= CP Lim =

Master CP Lim (Lim Chiok-Ping) is a Malaysian scholar of Taoist philosophical studies. Active in Malaysia, Singapore, China and Taiwan. He is known for his lectures and writings on traditional Chinese cultural subjects such as the I Ching, Feng shui, destiny analysis, Asian folk customs and Taoist philosophy.

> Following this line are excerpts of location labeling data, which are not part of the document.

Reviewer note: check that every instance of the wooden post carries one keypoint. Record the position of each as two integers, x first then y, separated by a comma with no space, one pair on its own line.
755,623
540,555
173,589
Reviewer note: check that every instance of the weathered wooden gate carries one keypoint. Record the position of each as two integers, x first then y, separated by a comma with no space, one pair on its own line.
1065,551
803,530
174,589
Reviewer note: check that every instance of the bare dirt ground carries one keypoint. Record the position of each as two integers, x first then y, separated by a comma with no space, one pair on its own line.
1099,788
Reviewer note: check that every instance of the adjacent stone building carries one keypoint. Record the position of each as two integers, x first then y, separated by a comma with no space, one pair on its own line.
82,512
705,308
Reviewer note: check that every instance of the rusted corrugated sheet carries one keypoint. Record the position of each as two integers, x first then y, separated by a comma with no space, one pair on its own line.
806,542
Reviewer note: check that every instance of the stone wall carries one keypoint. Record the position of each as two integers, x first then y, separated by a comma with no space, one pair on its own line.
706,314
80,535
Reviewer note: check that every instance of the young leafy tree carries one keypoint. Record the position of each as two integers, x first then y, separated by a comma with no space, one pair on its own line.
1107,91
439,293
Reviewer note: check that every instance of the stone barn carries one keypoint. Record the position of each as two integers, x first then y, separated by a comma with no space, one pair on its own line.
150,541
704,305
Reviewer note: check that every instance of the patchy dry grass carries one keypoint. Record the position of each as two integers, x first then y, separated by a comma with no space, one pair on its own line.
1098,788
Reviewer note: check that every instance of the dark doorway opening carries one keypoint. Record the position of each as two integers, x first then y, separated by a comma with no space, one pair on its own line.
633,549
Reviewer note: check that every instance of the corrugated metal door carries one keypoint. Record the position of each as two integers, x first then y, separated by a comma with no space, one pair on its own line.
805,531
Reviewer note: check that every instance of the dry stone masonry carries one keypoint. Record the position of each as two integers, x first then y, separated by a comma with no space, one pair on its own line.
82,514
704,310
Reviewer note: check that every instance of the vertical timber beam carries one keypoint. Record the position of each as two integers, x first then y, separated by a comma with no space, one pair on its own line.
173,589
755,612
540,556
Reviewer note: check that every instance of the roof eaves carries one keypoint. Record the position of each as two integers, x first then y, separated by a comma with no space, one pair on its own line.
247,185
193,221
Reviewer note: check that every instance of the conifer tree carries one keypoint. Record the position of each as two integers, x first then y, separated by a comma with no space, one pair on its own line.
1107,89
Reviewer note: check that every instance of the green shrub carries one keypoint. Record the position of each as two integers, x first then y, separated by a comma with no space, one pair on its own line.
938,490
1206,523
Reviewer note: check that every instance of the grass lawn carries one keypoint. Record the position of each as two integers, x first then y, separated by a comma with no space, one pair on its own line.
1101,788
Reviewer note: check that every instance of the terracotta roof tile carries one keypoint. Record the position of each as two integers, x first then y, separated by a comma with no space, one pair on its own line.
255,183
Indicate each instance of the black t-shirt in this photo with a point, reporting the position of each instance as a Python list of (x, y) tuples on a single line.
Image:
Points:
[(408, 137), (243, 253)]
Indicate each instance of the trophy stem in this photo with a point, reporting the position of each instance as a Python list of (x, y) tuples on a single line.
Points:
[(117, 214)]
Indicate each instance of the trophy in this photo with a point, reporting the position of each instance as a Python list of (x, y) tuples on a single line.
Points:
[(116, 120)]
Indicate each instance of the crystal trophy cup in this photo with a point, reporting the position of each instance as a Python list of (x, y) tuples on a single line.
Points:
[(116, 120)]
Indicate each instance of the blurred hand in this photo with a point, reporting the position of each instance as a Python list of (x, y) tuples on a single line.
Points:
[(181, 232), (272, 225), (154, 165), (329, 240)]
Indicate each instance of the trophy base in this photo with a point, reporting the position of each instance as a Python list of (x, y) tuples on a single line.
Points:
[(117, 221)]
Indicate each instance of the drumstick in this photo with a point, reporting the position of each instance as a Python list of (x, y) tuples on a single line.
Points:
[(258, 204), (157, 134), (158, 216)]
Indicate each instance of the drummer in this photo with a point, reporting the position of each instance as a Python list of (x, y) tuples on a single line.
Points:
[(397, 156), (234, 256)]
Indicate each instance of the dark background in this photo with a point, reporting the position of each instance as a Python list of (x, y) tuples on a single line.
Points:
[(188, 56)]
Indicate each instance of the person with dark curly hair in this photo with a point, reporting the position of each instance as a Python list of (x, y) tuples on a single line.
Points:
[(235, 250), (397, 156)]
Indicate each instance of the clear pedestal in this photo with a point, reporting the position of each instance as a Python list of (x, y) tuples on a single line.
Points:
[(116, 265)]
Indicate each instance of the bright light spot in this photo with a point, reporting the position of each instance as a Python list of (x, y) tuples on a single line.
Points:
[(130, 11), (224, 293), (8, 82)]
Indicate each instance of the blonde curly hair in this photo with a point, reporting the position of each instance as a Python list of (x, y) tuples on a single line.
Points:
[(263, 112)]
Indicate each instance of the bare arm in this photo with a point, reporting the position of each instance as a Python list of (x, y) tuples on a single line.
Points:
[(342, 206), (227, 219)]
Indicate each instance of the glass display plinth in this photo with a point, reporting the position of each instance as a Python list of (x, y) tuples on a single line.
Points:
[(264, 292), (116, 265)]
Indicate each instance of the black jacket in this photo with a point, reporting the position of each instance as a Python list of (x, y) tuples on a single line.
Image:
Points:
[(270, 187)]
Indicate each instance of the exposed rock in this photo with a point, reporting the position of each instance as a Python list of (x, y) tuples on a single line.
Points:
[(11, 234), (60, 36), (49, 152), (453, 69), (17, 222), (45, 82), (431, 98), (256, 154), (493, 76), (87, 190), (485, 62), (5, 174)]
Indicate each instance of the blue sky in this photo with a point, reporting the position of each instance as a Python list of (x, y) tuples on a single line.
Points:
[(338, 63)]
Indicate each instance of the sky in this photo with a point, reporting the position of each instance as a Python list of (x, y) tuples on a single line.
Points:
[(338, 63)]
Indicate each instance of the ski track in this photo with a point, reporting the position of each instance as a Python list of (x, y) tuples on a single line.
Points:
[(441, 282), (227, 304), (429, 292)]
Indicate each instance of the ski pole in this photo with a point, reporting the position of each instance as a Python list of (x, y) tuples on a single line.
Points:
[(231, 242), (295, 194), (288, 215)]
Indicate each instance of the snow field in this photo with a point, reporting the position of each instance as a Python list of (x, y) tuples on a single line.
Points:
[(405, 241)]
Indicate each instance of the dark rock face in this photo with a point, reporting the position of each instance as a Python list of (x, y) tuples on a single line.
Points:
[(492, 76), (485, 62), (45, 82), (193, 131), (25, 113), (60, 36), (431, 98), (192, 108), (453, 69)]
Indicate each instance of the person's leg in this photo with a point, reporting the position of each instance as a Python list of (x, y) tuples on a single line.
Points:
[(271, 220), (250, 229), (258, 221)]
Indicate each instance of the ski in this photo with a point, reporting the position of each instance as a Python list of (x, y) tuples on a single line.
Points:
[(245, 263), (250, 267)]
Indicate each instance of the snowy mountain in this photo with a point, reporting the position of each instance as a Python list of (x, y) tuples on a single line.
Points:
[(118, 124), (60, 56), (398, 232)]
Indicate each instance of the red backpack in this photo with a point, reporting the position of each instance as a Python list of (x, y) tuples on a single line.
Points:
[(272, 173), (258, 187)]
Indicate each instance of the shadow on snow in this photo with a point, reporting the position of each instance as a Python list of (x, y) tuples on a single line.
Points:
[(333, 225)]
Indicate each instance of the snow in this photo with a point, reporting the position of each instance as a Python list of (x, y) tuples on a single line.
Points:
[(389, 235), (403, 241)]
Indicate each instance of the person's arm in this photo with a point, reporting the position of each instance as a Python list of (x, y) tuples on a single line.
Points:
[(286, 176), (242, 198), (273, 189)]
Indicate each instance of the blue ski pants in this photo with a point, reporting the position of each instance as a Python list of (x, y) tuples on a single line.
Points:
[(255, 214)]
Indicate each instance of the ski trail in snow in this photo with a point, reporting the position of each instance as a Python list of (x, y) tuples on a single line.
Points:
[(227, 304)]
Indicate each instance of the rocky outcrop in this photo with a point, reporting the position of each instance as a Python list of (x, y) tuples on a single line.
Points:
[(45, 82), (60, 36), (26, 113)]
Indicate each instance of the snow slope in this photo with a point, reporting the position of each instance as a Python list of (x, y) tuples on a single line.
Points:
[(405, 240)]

In simple terms, Master CP Lim is a scholar whose expertise spans from artistic aesthetics to traditional Chinese metaphysical culture, he is widely recognized in Malaysia as a lecturer and author on Taoist culture.

==Background and expertise==
CP Lim is the Chief Instructor of I-Ching studies, FengShui, and destiny analysis at Tiger Mansion in Johor Bahru. He is respectfully addressed as “Teacher Lim,” “Professor Lim,” or “Principal Lim.” For more than 40 years, he has provided teaching and consultation services in visual aesthetics, Tao-culture, residential FengShui, metaphysical and fortune analysis etc.

Between 1985 and 2000, he served as Dean and Principal of two major art institutions in Singapore. He holds qualifications in aesthetics education from the London University, as well as Master’s degrees in Visual Aesthetics from Middlesex University and Birmingham University in the United Kingdom.

During the same period, he also served as Honorary President and Academic Advisor to the Singapore Taoist Philosophical Society and the Singapore I-Ching Society, also as academic advisor to several I-Ching, FengShui and Buddhist organizations in Malaysia and Singapore. He was formerly an overseas professor at the Design Institute of Yunnan University in China and an overseas academic advisor to the Xi’an I-Ching Society.

==Taoist and cultural activities==
CP Lim has been highly active within the Chinese community, frequently conducting Taoist and metaphysical courses in Singapore, Sabah, Penang and Johor Bahru. His teaching topics include residential FengShui, fortune & destiny analysis, physiognomy & palmistry, 64 hexagrams of I-Ching, Asian Chinese folk rituals and religious beliefs.

Over the years, he has also been invited to universities and international Taoist conferences in Malaysia, Singapore, China and Taiwan, to present academic papers and deliver keynote lectures on FengShui, destiny studies, and I-Ching philosophy.

In 2015, at the 27th Singapore International I-Ching Forum, his paper titled “I-Ching and Ancient & Modern FengShui Studies” received an Outstanding Paper Award. In the same year, at the 5th Taiwan Cross-Strait I-Ching Forum, his paper “Folk Spirits and the Divine Concepts in I-Ching” received an Excellent Paper Award.
CP Lim has authored numerous books related to Taoist and metaphysical studies, covering topics such as the 5-Elements, Hetu & Luoshu, and I-Ching studies.

==Publications==
CP Lim has authored numerous books related to Taoist and metaphysical studies, covering topics such as the 5-Elements, Hetu & Luoshu, and I-Ching studies.

- 1998 — Folk Almanac Date Selection and Feng Shui (Chinese)
- 2000 — I-Ching, Feng Shui, and Destiny Analysis (Chinese)
- 2002 — The Science of Feng Shui (English)
- 2007 — Secrets of the Human Face & Palm (English)
- 2009 — Practical Residential Feng Shui (Chinese)
- 2009 — Xuan Kong Flying Star Feng Shui (Chinese)
- 2010 — Chinese Name Studies (Chinese)
- 2019 — Chinese Physiognomy and Palmistry (Chinese)

==Video Lectures: website, Facebook, and YouTube==
In 2020, CP Lim ceased publishing printed books and shifted his focus toward online educational videos. He began producing a series of lectures on Taoist studies and folk culture through platforms known as “寅居道学堂” “古学精用讲坛” “道学讲坛”. These channels share topics on Taoist philosophy, Chinese traditions and religious beliefs.

Through his website, Facebook, and YouTube platforms, he shares educational videos on topics including the Fundamentals of I-Ching, Hexagrams and fortune analysis, 甲子纳音, Asian folk rituals and titles such as the God of Wealth, spiritual & talismans, ritual paper offerings, and residential FengShui.